LR PARSING

The weakness of LL(k) parsing techniques is that they must predict which production to use, having seen only the first k tokens of the right-hand side. A more powerful technique, LR(k) parsing, is able to postpone the decision until it has seen input tokens corresponding to the entire right-hand side of the production in question (and k more input tokens beyond). LR(k) stands for left-to-right parse, rightmost-derivation, k-token lookahead. The use of a rightmost derivation seems odd; how is that compatible with a left-to-right parse? Image 3.18 illustrates an LR parse of the program

a:=7;
b:=c+(d:=5+6,d)

Image 3.18: Shift-reduce parse of a sentence. Numeric subscripts in the Stack are DFA state numbers; see Table 3.19.

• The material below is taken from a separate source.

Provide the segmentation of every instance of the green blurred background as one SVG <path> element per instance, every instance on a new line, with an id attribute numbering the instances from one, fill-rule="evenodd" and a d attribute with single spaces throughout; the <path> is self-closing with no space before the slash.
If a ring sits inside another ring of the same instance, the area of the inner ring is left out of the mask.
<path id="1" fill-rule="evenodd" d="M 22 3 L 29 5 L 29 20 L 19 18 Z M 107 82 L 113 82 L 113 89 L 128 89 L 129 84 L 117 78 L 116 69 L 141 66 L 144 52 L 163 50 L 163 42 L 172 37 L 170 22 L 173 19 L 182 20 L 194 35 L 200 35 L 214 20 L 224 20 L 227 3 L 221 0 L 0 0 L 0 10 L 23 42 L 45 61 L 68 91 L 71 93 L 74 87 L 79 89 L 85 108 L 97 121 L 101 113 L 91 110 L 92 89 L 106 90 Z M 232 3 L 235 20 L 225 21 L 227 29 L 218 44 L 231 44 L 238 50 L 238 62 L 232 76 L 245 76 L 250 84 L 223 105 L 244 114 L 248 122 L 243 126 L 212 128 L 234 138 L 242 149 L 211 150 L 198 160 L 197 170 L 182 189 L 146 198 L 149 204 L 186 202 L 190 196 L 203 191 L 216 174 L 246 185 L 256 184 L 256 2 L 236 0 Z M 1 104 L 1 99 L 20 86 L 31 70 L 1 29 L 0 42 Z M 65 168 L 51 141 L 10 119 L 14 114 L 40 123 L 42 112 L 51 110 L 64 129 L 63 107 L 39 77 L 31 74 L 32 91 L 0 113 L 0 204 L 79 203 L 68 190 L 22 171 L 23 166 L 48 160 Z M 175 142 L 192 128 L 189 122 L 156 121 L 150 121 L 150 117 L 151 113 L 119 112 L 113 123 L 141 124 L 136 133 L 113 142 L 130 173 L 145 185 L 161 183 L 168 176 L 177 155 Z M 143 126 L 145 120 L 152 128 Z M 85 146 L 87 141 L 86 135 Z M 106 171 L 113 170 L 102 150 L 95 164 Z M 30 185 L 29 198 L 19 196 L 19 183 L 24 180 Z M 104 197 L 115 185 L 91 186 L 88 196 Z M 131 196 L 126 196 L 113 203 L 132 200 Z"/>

using Grammar 3.1, augmented with a new start production S′ → S$. The parser has a stack and an input. The first k tokens of the input are the lookahead. Based on the contents of the stack and the lookahead, the parser performs two kinds of actions:

Shift: Move the first input token to the top of the stack.
Reduce: Choose a grammar rule X → A B C; pop C, B, A from the top of the stack; push X onto the stack.

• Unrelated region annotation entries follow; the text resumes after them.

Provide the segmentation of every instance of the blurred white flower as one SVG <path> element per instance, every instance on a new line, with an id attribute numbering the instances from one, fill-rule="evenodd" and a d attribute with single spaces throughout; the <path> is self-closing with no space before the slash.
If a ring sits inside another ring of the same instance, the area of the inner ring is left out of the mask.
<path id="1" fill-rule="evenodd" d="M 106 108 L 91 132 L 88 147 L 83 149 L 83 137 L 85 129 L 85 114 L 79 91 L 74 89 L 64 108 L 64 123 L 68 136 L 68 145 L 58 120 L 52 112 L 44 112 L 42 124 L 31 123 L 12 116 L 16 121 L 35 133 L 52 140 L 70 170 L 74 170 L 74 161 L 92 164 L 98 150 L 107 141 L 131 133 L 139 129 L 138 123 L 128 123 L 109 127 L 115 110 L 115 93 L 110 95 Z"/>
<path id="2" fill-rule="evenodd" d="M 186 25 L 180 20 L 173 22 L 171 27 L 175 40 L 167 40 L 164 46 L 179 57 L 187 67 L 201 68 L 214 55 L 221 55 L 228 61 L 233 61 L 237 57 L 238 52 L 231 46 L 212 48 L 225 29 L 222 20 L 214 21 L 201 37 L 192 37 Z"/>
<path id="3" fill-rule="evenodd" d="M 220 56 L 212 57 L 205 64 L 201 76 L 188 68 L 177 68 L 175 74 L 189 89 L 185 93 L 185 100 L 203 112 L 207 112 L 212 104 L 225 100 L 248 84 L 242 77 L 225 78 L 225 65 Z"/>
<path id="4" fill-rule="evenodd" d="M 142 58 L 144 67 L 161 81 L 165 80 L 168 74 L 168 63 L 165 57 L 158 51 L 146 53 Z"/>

Initially, the stack is empty and the parser is at the beginning of the input. The action of shifting the end-of-file marker $ is called accepting and causes the parser to stop successfully. In Image 3.18, the stack and input are shown after every step, along with an indication of which action has just been performed. The concatenation of stack and input is always one line of a rightmost derivation; in fact, Image 3.18 shows the rightmost derivation of the input string, upside-down.

LR PARSING ENGINE

How does the LR parser know when to shift and when to reduce? By using a deterministic finite automaton! The DFA is not applied to the input - finite automata are too weak to parse context-free grammars - but to the stack. The edges of the DFA are labeled by the symbols (terminals and nonterminals) that can appear on the stack. Table 3.19 is the transition table for Grammar 3.1.

Table 3.19: LR parsing table for Grammar 3.1.

The elements in the transition table are labeled with four kinds of actions:

sn	Shift into state n;
gn	Goto state n;
rk	Reduce by rule k;
a	Accept; Error (denoted by a blank entry in the table).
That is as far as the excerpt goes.